Causal Problems and `causalprog`

TL;DR, causalprog solves

\[ \max_{\Theta} / \min_{\Theta} \sigma(\Theta), \quad \text{subject to } \quad \mathrm{dist}(\phi_\mathrm{data}, \phi_\mathrm{model}(\Theta))\leq \epsilon, \]

given

a (parametrised) causal model \(\Theta\),
a causal estimand \(\sigma\),

and matching constraints \(\phi = (\phi_j)\), where;

\(\phi_\mathrm{data}\) is empirically observed values of \(\phi\),
\(\phi_\mathrm{model}\) is the analytical estimate of \(\phi\) given \(\Theta\),
\(\mathrm{dist}\) is a non-negative valued distance function (such as a suitable norm),
a tolerance parameter \(\epsilon\).

Causal Problems

In full generality, we can describe a causal problem as follows.

Let \(X_1, X_2, ..., X_I\) ( \(I\in\mathbb{N}\) ) be a collection of random variables. For each \(i\), let \(V_i \subset {1, ..., i-1}\) be the (possibly empty) collection of the indices of the random variables that \(X_i\) is dependant upon. Note that we are assuming (WLOG) that the random variables are indexed somewhat sequentially in terms of causality / dependency.

The structure imposed by the \(V_i\) allows for the relationships between the \(X_i\) to be realised as a DAG (Directed Acyclic Graph). The nodes represent the random variables \(X_i\), and as such we use the notation \(X_i\) interchangeably when referring to the random variables or nodes of the associated DAG. An edge directed into \(X_i\) from \(X_k\) (where \((k < i)\)) encodes that the distribution of \(X_i\) depends on \(X_k\).

Let \(D_i = \otimes_{k\in V_i} X_k\) and for each \(X_i\). Assume there exists a function \(f_{X_i}\), deterministic in its arguments, and with \(\mathrm{dom}(f_{x_i}) = D_i\), such that \(X_i \sim f_{X_i}\). That is to say, for each \(i\) there is some deterministic function \(f_{X_i}\) such that, given realisations of \(X_k, k\in V_i\), \(f_{X_i}\) fully describes the distribution of \(X_i\). We will refer to the \(f_{X_i}\) as the structural equation of \(X_i\). The (parametrised) causal model is then \(\Theta := \left\{ f_{X_i} \right\}_{i\leq n}\).

Further Parametrisations of \(\Theta\)

A causal model \(\Theta\) is parametrised by the structural equations, which themselves may be further parametrised. In such a case, it is convenient to view the parametrisation of the structural equations as the parametrisation of \(\Theta\).

For example, in equation (1), Padh et. al., the structural equations are expressed as an expansion of (fixed) basis functions \(\left\{\psi_{i, j}\right\}_{i\leq I, j\leq J}\), \(J\in\mathbb{N}\):

\[ f_{X_i} = \sum_{j=1}^{J} \theta_{X_i}^{(j)}\psi_{i_j}. \]
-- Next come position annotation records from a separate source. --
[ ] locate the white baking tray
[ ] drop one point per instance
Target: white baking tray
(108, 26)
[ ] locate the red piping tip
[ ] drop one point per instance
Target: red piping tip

Each \(f_{X_i}\) is thus fully described in terms of their coefficients \(\theta_{X_i} := (\theta_{X_i}^{(j)})_{j\leq J}\). In such a case it is suitable to directly parametrise \(\Theta = \left\{\theta_{X_i}\right\}_{i\leq I}\) rather than in terms of \(f_{X_i}\).

Causal Estimands

Next, let \(\sigma\) be a causal estimand of interest; that is to say, some quantity to be calculated from \(\Theta\), so \(\sigma = \sigma(\Theta)\). This could be something like the expectation or variance of one of the random variables \(X_k\), for example.

For the time being, causalprog focuses on casual estimands that are predominantly integrals of some type. In particular, the focus is on causal estimands that are the expectations (or possibly higher moments) of one of the random variables \(X_k\) given some other conditions. As such, computing the value of a causal estimand will be done largely through Monte Carlo sampling to approximate these integrands. Since no assumption is made on the dimensionality of our random variables (and thus domains of the integrals), some of these integrals may require a large number of samples before giving a suitable approximation to the true value.

The \(\mathrm{do}\) Operator

One particular estimand of interest is the effect of do-ing something, described by the \(\mathrm{do}\) operator. The expected value of \(X_k\) given that we "do" \(X_l = x^*\) is written as \(\mathbb{E}[ X_k \vert \mathrm{do}(X_l = x^*) ]\). In general, this is different from \(\mathbb{E}[ X_k \vert X_l = x^* ]\).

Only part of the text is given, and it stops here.